CIA Nominee Sails Toward Confirmation
WASHINGTON — The Republican congressman chosen by President Bush to head America’s battered intelligence community sailed through a final day of questioning Monday and appeared headed for quick confirmation this week by the full Senate.
Rep. Porter J. Goss (R-Fla.) told members of the Senate Intelligence Committee that, if confirmed as CIA director, he would protect intelligence analysts from pressure from the White House or other outside sources to tailor judgments to support political goals.
“I feel very strongly that it destroys the credibility of the intelligence if it is thought to be contaminated by the policymaking process,” Goss said. He said the analysts needed additional “safeguards” to prevent abuses, and said he would encourage any intelligence official facing undue pressure to “call your friendly director” to complain.
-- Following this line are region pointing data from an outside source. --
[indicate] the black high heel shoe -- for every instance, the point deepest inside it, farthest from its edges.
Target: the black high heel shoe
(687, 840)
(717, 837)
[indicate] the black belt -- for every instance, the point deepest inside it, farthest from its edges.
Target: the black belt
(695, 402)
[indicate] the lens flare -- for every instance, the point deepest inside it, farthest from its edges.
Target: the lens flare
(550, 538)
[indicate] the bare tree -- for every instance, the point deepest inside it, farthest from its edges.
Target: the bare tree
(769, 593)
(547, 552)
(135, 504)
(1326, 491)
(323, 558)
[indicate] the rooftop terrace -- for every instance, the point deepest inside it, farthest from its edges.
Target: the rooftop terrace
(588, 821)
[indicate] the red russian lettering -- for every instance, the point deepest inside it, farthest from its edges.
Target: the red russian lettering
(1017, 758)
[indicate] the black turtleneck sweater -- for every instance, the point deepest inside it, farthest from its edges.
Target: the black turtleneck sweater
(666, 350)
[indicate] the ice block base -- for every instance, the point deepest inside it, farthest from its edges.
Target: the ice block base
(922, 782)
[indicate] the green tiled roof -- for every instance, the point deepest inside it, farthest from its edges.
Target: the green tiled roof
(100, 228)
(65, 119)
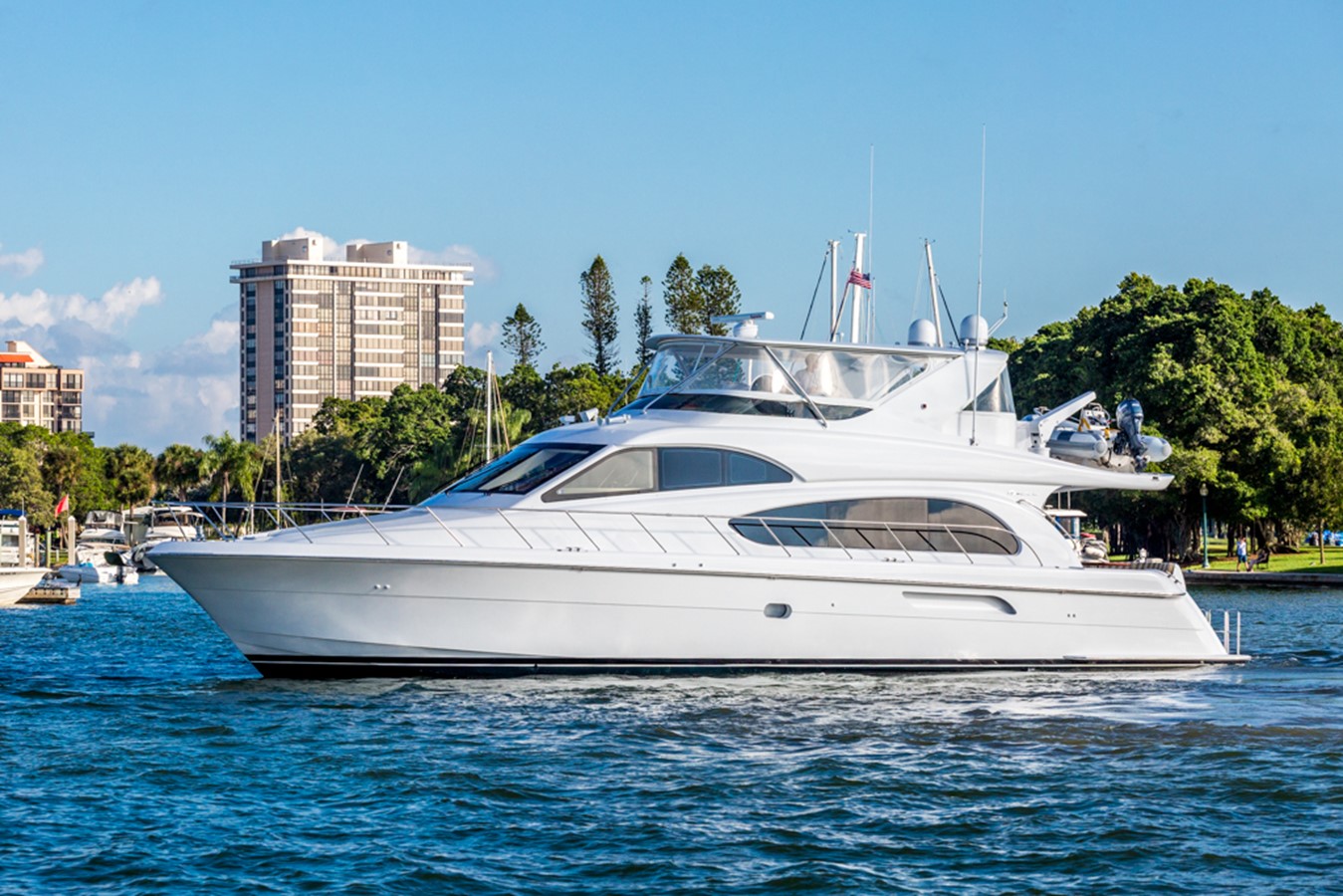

The Senate panel’s investigation earlier this year into America’s flawed prewar intelligence on Iraq concluded that CIA and other analysts had faced intense pressure from White House and Pentagon officials during the run-up to the war. But investigators found no one at the agency who had buckled or shifted positions because of outside interference.
If confirmed, Goss would become head of the CIA and director of central intelligence, which would make him the nominal chief of America’s 14 other spy agencies.
Both roles are likely to change under reform proposals under consideration on Capitol Hill. But Sen. Pat Roberts (R-Kan.), the committee chairman, told reporters after the hearing that Goss was likely to remain the nation’s top intelligence official if Bush was reelected.
Goss also said he intended to work quickly to improve communication among analysts at the CIA and other intelligence agencies, and among experts who work in different specialties, including counterterrorism, narcotics trafficking and weapons of mass destruction. Goss described the system of cooperation as “broken.”
Roberts praised Goss as a “forthright witness” and said he expected the panel to approve Goss’ nomination today. No strong political opposition to Goss has emerged, although some Democrats are likely to vote against him when the nomination goes to the full Senate this week.
During eight hours of hearings over two days, Democrats attacked Goss for what they described as overtly partisan statements on behalf of Republican positions that he had made during his 16 years in Congress, including the last eight as head of the House Intelligence Committee. Several questioned whether he would be sufficiently independent if he became the nation’s top spy.
During Monday’s hearing, for example, Sen. John D. “Jay” Rockefeller IV (D-W.Va.), the committee vice chairman, held up two white binders that he said held 10 years of Goss’ partisan statements. “How does one simply become a different person?” Rockefeller asked.
Goss, who worked as a clandestine CIA officer in Europe and Latin America in the 1960s, repeated earlier pledges to leave politics behind if confirmed as CIA chief. But he said no intelligence official should be held responsible for what political leaders did once the CIA had made its best effort to collect and analyze intelligence.
“I do not think it’s appropriate ... to go and tell a policymaker how to use product,” he said. “That would scare me a lot.... There has to be a clear delineation between delivering unvarnished product and allowing policymakers to do their job in the way they see fit.”